Echoing this effort in March, then-Ohio Gov. Ted Strickland signed into law one of the nation's most comprehensive biopreferred programs on a state level. The law requires state entities, colleges, and universities to give priority to biobased products if they are comparably priced.
At the same time last year, Cleveland passed an ordinance that uses bid incentives to encourage local and sustainable purchasing.
In December, the Lucas County Board of Commissioners passed a sustainable-products resolution spurring county officials to examine green alternatives to conventional products and services when making purchasing decisions.
When governments and businesses go green, it can make a big difference for local communities and the environment, said Abby Corso, senior director of sustainability services at the Delta Institute, a nonprofit organization that promotes sustainable development and environmental stewardship in the Great Lakes region.
"They buy a lot of stuff, first of all," Ms. Corso pointed out. "Just from the sheer purchasing volume. … when you purchase greener products, it could have a very significant effect on the environment."
Items that can be bought without as much impact on the environment as in the past include cleaning supplies, office items such as paper, ink, and folders; appliances, computers, vehicles, and much more. There are also ways to encourage more efficient use and recycling of products once they are purchased.
At the Huntington Center, for example, chemicals for cleaning are bought in bulk, concentrated form.
The bottles and dispensers for the products are reused, and specially designed floor scrubbers ensure measured distribution of cleaning fluid, Mr. Thielman said.
A major factor holding down sales of green products is their perceived cost.
Many officials assume buying green means spending more.

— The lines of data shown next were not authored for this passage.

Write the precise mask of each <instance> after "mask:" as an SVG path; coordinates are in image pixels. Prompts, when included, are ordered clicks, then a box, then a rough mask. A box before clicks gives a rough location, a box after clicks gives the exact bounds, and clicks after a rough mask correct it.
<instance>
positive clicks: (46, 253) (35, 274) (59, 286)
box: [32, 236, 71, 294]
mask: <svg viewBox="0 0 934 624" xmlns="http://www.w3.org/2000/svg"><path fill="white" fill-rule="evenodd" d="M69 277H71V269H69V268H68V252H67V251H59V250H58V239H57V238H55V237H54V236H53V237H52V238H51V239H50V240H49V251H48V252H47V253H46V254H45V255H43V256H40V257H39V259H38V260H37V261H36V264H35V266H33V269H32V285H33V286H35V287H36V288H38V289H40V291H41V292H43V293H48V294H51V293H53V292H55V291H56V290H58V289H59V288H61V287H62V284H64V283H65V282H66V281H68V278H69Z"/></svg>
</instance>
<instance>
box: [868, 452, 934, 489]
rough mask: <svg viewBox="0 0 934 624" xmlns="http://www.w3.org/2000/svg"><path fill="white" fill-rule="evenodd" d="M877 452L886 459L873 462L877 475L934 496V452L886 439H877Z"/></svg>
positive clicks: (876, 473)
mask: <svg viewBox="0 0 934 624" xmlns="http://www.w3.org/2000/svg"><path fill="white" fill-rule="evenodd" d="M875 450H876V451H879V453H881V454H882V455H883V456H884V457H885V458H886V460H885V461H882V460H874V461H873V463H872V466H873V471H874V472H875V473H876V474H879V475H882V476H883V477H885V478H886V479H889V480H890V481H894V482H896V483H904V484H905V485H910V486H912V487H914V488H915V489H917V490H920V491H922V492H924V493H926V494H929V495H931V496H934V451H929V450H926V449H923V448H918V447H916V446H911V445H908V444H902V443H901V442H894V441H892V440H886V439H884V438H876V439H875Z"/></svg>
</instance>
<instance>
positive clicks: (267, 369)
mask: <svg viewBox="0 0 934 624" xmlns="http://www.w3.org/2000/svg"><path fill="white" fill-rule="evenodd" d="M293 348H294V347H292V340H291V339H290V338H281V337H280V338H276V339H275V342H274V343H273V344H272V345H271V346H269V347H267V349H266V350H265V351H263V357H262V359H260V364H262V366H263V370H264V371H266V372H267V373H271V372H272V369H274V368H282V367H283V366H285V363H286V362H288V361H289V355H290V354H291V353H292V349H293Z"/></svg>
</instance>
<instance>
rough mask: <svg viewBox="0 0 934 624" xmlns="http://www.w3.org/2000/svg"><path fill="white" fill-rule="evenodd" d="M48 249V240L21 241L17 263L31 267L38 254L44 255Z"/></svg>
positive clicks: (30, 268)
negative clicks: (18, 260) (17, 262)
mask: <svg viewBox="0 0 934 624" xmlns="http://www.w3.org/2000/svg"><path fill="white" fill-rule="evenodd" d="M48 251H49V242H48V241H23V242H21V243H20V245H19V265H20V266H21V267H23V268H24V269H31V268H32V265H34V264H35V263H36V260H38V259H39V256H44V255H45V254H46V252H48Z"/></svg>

But Mr. Grabarkiewicz said the price of environmentally friendly products is becoming more competitive.
In the case of the arena, going green has saved "green" too, Mr. Thielman said.
"It saves us money from not having to purchase as much product as we used to," he explained. "And it's the right thing to do."
Cost savings are particularly noticeable when taking a long-term view, said Lucas County Commissioner Tina Skeldon Wozniak, who led county efforts to create the sustainability commission. She gave the example of energy-efficient LED lights, which cost more to buy up front than the traditional incandescent bulbs but ultimately reduce electricity bills.
"Even if it's as simple as a light bulb or a programmable thermostat, those products save money in the long run," the commissioner said.
"They are also less harmful to the environment, and we need to do that because we need to be good stewards of the environment."
The city of Toledo does not have rules on sustainable purchasing, although Tim Murphy, commissioner for environmental services, said it's a topic under consideration.
He said the city has undertaken a wide range of environmental efforts, such as implementing curbside recycling, pursuing redevelopment of contaminated sites, and starting a rain-garden initiative. Green-purchasing rules would bolster this effort to become a more environmentally friendly city, he said.
Mr. Murphy and officials from the city's purchasing department will attend the forum to find out whether buying green also can be cost-efficient.
"We really don't know that much about this stuff at this point," Mr. Murphy said. "We do want to look at what we can do to be sustainable, but it has to be financially sustainable too, and that's the important part."